Dua Dosen Nonaktif Unsri Disidang Perdana Kasus Pelecehan Seksual
- ANTARA/M Riezko Bima Elko P
VIVA – Dua dosen nonaktif Universitas Sriwijaya (Unsri) AR dan R, selaku tersangka kasus dugaan pelecehan seksual, menjalani sidang perdana secara virtual oleh Pengadilan Negeri (PN) Palembang, Sumatera Selatan, Kamis, 17 Februari 2022.
Kedua tersangka mengikuti persidangan secara daring dari Rumah Tahanan Kelas IA Pakjo, Palembang, Kamis, dengan agenda pembacaan dakwaan dari Jaksa Penuntut Umum (KPU) Kejaksaan Tinggi Sumatera Selatan.

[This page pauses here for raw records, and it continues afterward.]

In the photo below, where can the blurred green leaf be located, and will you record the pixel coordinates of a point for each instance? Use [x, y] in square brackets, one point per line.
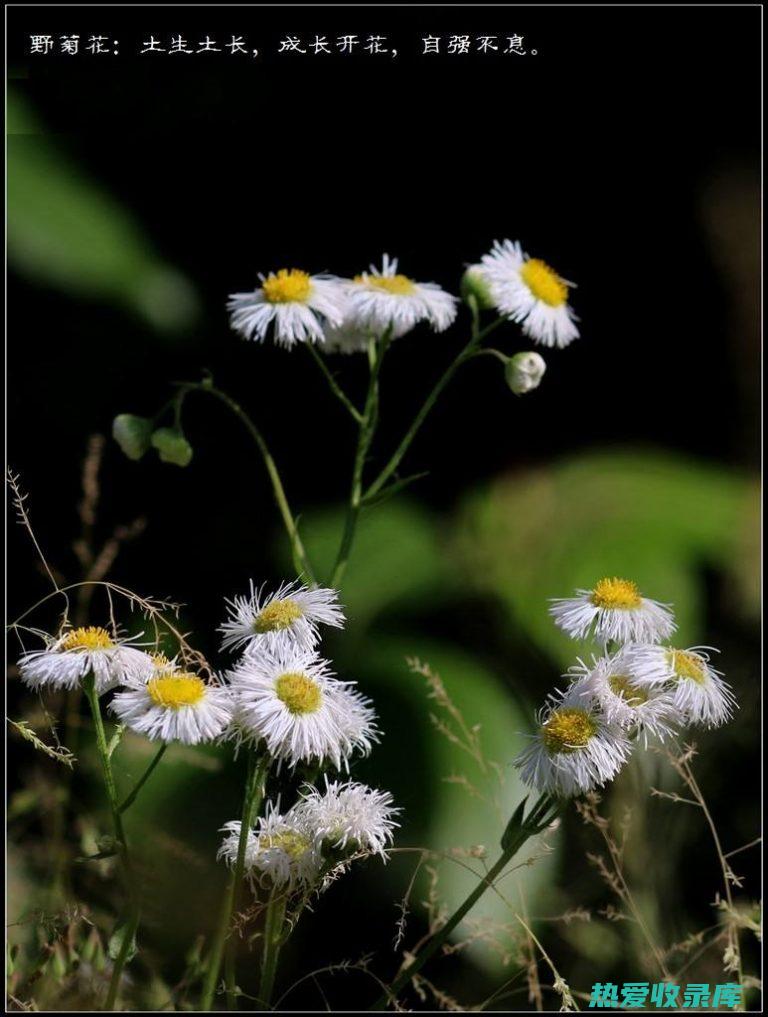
[647, 516]
[132, 433]
[397, 557]
[172, 446]
[63, 231]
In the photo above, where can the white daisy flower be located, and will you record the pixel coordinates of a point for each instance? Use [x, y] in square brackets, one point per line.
[575, 750]
[280, 851]
[698, 690]
[292, 702]
[357, 720]
[349, 817]
[175, 706]
[625, 698]
[528, 291]
[277, 620]
[613, 611]
[297, 306]
[381, 300]
[70, 656]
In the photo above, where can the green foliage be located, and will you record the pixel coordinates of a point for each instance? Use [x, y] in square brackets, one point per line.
[646, 516]
[132, 433]
[117, 939]
[63, 231]
[172, 445]
[460, 795]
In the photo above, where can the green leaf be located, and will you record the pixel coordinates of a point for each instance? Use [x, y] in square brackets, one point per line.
[397, 557]
[132, 433]
[64, 231]
[172, 446]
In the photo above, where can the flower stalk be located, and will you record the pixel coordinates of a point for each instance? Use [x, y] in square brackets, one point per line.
[131, 921]
[520, 829]
[252, 796]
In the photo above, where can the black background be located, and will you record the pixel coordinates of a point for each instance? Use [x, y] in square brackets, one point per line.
[626, 154]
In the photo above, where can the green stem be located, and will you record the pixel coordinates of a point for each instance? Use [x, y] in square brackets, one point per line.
[536, 820]
[252, 795]
[131, 922]
[366, 431]
[301, 561]
[273, 942]
[128, 801]
[466, 354]
[336, 389]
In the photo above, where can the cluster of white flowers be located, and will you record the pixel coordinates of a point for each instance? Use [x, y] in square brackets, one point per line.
[316, 838]
[288, 703]
[343, 315]
[639, 689]
[280, 698]
[285, 695]
[156, 697]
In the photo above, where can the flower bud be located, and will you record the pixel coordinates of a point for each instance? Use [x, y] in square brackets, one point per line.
[172, 445]
[475, 284]
[524, 371]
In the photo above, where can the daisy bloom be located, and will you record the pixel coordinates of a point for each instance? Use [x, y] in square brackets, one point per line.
[385, 300]
[349, 817]
[698, 691]
[280, 850]
[575, 749]
[295, 304]
[625, 698]
[303, 714]
[277, 620]
[613, 611]
[77, 652]
[176, 706]
[528, 291]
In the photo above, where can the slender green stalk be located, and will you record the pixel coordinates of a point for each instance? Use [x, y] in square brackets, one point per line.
[301, 561]
[462, 357]
[252, 795]
[540, 816]
[130, 924]
[130, 798]
[273, 940]
[365, 434]
[336, 389]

Sidang dimulai pukul 11.30 WIB, dengan dibagi atas dua sesi, yaitu untuk tersangka AR dan untuk tersangka R, karena berkas dakwaan mereka terpisah.
Sementara itu, dalam ruang persidangan yang dipimpin langsung oleh ketua majelis hakim Siti Fatimah dan dua hakim anggota, tampak kuasa hukum tersangka hadir secara langsung. Sesi pertama sidang yang tertutup untuk khalayak umum itu selesai pukul 11.54 WIB dan sesi kedua selesai pukul 13.30 WIB.
Sementara itu penasihat hukum AR, Darmawan, mengatakan jaksa penuntut umum menjerat tersangka AR dengan Pasal 281, Pasal 289 KUHP Juncto Pasal 294 tentang pencabulan dan perbuatan yang menyerang kehormatan kesusilaan. Menurut dia, AR menerima dakwaan itu karena "sejak awal ia sudah mengaku perbuatannya benar ada."
Pada 6 Desember 2021, Direktorat Reserse Kriminal Umum Kepolisian Daerah Sumatera Selatan menetapkan AR sebagai tersangka atas kasus dugaan pelecehan seksual terhadap mahasiswi berinisial DR.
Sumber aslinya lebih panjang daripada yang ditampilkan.